Likewise on the AsyncWrite side:

let mut writer = lz4_flex::frame::FrameEncoder::new(vec![].writer());

for chunk in buffer.chunks(
    /* 1 arbitrary * */ 1024 /* KiB */ * 1024, /* MiB */
) {
    writer.write_all(chunk).context("encoder write all")?;
    let buffer = mem::take(writer.get_mut().get_mut());
    stream.send_data(buffer.into()).await.context("send data")?;
}

let buffer = writer.finish().context("encoder finish")?.into_inner();
stream
    .send_data(buffer.into())
    .await
    .context("send finished data")?;

Where buffer: &[u8] and stream is a h3::client::RequestStream.

This attempts to periodically steal the compressed data from the encoder and asynchronously write it to the connection.

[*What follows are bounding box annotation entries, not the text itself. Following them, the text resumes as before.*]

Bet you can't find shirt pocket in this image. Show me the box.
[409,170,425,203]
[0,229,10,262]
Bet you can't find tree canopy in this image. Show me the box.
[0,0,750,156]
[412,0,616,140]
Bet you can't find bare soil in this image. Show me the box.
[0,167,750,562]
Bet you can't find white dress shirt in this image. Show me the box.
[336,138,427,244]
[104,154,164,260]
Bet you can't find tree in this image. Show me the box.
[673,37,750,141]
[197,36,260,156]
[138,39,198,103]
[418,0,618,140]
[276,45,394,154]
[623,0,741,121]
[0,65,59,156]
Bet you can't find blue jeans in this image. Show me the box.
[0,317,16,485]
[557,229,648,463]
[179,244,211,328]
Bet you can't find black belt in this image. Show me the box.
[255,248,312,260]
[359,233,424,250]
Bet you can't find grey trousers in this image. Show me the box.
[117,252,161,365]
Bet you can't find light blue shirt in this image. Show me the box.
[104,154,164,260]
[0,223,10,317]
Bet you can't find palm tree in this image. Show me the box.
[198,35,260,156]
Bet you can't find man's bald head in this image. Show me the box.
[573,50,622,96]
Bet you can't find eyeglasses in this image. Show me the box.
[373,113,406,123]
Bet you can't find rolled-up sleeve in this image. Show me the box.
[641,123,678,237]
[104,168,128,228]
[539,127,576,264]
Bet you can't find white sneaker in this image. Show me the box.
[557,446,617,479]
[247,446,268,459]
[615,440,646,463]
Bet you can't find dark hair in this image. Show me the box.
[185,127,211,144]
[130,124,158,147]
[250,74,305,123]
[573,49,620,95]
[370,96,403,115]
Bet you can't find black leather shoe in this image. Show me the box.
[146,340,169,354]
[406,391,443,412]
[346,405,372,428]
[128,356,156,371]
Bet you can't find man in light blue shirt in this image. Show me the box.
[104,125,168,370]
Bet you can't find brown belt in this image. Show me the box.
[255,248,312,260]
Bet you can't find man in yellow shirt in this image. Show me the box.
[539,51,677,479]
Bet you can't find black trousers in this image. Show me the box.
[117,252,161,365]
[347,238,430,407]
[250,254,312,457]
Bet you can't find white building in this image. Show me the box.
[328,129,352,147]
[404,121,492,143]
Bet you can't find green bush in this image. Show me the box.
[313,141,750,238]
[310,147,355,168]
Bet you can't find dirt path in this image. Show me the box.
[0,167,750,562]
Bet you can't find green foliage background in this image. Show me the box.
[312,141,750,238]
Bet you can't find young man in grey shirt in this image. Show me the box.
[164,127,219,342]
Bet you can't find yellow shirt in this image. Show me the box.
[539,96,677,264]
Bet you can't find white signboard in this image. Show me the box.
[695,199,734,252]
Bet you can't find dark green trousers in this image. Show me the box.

I don't really like how these turned out or think they're a clean solution, but wanted to share what has been working for me in case it helps anyone else.

link2xt commented 1 month ago

Thanks for the issue, yeah I also thought about that. It would be nice to have, but I'm not sure how good it can be managed to have both in terms of code duplication.

There should be some API that does not depend on std::io::Read, tokio::io::AsyncRead or futures::io::AsyncRead. This is usually referred to as sans I/O API.

Then everyone can implement their own Read, Write, AsyncRead and AsyncWrite traits on top of this as a thin layer, e.g. async-compression can provide async implementations for futures and tokio.

I looked into the code a bit but it seems that a lot of logic is currently inside the lz4_flex::frame::FrameDecoder and lz4_flex::frame::FrameEncoder. This should be factored out before attempting to implement async support, otherwise async-compression crate will end up copying a lot of code from this crate.

Good example is flate2 crate, it has Compress and Decompress structures that get input and output buffers, but don't manage the buffering and I/O themselves.

brandonros commented 3 weeks ago

https://docs.rs/flate2/1.0.34/src/flate2/deflate/bufread.rs.html#116-118

flate2 encoders for sure just use std::io::Write and not this cool sans I/O thing you are talking about, right?

link2xt commented 3 weeks ago

flate2 encoders for sure just use std::io::Write and not this cool sans I/O thing you are talking about, right?

async-compression does not use std::io::Write, but the Compress API instead: https://github.com/Nullus157/async-compression/blob/f0a5c7420de645bbb76898866c11cb5a50ecf89d/src/codec/flate/encoder.rs#L33-L35

Same for the sync compressor you link to, it also uses sans-io Compress API internally.

Once you have something like compress function that operates on memory buffer, you can implement both std::io::Write and AsyncWrite on top of it. But lz4_flex implements compressor directly in std::io::Write implementation, so writing AsyncWrite is not possible without copy-pasting the code from sync implementation or wrapping sync implementation by running it in a separate thread (this is what e.g. tokio::fs module does to wrap std::fs but that's hacky and means underlying file is owned by a thread or you need to add synchronization on top).